Creio que todos os trabalhadores nesse dia devem protestar energicamente contra esta ordem 
de coisas, demonstrando a toda essa gente a hipócrita tirania, que não estão dispostos a 
aceitar a fome, a miséria, em paga do seu esforço, feito em benefício de meia dúzia de 
bandidos sanguessugas da humanidade, mas sim a lutar energicamente em prol de uma vida 
mais livre, onde o seu esforço represente unicamente a sua própria vontade; e do qual 
possam obter o necessário para a completa satisfação das suas necessidades; compartilhando 
assim do progresso humano para o qual a completa satisfação das suas necessidades; 
compartilhando assim do progresso humano para o qual concorrem na medida das suas forças.

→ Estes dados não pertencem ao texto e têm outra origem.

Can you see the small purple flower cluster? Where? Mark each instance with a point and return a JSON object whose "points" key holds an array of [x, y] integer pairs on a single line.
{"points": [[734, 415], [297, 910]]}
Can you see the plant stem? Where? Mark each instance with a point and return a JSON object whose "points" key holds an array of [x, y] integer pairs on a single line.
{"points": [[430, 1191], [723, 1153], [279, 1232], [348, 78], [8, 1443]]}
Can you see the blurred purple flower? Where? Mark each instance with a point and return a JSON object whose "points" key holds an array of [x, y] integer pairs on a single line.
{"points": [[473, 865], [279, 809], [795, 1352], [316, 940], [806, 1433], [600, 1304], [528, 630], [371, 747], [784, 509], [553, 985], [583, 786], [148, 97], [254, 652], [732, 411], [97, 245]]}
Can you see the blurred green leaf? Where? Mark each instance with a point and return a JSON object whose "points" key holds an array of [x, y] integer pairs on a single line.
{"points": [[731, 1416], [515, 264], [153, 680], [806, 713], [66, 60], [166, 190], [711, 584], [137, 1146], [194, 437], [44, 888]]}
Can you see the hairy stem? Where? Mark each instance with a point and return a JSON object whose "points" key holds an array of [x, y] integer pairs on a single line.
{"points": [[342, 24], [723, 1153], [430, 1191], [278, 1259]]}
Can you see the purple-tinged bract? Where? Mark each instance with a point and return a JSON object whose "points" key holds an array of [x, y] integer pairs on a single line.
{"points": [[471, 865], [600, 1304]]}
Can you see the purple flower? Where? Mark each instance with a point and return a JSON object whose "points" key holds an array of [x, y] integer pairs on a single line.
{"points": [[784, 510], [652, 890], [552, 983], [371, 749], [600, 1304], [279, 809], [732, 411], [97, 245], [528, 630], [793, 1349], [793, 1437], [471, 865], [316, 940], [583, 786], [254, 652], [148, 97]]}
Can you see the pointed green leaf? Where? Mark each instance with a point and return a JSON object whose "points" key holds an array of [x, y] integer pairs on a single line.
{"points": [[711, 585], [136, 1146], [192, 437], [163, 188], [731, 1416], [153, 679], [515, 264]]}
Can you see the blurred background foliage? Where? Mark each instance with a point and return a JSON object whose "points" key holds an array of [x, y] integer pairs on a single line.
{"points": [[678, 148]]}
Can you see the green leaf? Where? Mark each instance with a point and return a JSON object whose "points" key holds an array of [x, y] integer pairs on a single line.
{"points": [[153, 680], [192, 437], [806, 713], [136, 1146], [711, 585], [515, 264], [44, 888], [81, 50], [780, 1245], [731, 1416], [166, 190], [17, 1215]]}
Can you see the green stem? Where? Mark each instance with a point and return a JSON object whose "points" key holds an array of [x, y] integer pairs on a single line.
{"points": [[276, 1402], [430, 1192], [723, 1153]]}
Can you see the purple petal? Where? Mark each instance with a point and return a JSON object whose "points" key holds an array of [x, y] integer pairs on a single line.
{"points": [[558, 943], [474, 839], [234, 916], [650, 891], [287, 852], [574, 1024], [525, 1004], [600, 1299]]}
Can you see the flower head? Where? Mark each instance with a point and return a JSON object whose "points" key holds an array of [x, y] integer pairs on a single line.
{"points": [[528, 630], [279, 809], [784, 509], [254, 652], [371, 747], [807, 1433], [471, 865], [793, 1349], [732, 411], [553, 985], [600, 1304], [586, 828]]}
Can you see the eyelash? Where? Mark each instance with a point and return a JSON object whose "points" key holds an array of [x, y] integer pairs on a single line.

Esse dia, deve ser de revolta, e não de festa; digo de revolta, porque creio ser 
necessário revoltarem-se todos os seres que mourejam diariamente dentro das oficinas, das 
fábricas, nas minas e nos campos, contra essa sociedade nefanda, que procura 
artimanhosamente escravizar-nos, negando-nos o direito que nos assiste de gozar de todas 
as riquezas que a natureza possui, e das quais nós tratamos! Digo que não deve ser de 
festa, porque festejar o trabalho na atual sociedade seria o mesmo que festejar a nossa 
escravidão, a miséria que nos avassala, equivaleria a dizer que estamos contentes com esta 
corrente tirânica que nos oprime e satisfeitos com o jugo aniquilador que nos faz curvar 
sob o seu peso.

É preciso que todos os oprimidos se rebelem contra a organização atual, é necessário que 
demonstrem francamente o que seu descontentamento por toda essa miséria que invade os 
lares daqueles que duto produzem e nada gozam; que todos os proletários com palavras 
vibrantes ponham bem visível o seu ódio a todos esses cancros sociais.

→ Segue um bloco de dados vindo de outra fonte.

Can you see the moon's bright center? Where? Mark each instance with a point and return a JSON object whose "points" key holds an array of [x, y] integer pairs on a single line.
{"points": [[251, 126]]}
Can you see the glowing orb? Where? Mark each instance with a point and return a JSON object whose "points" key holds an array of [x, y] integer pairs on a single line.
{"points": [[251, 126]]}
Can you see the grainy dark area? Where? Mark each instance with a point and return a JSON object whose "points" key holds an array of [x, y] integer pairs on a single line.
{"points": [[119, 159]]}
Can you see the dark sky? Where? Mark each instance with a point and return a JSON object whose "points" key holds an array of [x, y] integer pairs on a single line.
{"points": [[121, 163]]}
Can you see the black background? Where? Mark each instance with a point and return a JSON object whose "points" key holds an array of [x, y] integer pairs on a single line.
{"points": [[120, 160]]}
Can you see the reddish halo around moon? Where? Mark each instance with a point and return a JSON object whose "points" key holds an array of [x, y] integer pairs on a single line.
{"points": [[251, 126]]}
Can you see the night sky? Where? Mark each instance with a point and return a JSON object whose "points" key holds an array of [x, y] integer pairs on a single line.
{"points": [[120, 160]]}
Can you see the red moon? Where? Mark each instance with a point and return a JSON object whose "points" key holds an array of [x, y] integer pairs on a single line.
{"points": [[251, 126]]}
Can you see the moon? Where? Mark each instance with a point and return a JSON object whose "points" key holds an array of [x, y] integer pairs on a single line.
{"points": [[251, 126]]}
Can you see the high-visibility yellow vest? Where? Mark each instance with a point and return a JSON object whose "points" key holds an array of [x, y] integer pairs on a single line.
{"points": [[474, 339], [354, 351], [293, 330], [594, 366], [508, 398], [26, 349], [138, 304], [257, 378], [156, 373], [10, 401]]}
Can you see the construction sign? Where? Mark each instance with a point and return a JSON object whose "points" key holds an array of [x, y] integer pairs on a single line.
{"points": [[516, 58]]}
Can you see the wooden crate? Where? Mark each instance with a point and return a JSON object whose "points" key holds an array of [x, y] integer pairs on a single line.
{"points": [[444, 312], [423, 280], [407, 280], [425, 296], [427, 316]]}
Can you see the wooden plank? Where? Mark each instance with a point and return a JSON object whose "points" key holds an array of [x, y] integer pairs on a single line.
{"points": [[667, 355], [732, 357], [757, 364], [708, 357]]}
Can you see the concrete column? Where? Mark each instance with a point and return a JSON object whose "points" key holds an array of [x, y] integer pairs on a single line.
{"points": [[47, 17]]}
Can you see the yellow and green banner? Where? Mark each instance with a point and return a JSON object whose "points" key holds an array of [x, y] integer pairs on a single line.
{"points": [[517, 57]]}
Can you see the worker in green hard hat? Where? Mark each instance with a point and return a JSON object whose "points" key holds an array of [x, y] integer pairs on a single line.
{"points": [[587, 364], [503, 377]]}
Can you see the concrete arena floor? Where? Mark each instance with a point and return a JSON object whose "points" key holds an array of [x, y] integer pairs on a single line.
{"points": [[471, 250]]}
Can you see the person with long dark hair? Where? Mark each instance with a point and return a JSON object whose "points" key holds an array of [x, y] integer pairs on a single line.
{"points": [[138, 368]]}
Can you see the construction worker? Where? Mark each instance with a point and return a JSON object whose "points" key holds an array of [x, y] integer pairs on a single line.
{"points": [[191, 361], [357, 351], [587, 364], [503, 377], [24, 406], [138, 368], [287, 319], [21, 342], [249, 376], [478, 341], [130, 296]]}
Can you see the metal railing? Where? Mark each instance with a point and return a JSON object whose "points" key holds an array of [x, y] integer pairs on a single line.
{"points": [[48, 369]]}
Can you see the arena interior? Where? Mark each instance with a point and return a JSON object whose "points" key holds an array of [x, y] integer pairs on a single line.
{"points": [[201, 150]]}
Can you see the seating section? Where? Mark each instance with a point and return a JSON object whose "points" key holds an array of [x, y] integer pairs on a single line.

Quando toda essa legião de seres humanos assalariados pelo capital, se unam para acabar 
com todas essas infâmias praticadas por essa classe escravocrata que se apoia na 
inconsciência das criaturas incultas, faltas de experiência própria, para poderem 
compreender os direitos que lhes assistem na terra.

Todos os operários conscientes devem por em relevo perante os que menos compreendem, que 
acima de tudo devemos considerar a liberdade sobre a terra, pela qual temos que lutar; 
lutar sem tréguas, até adquirirmos tudo o que por direito nos pertence, e que até hoje nos 
tem sido extorquido pela infame e degenerada sociedade burguesa.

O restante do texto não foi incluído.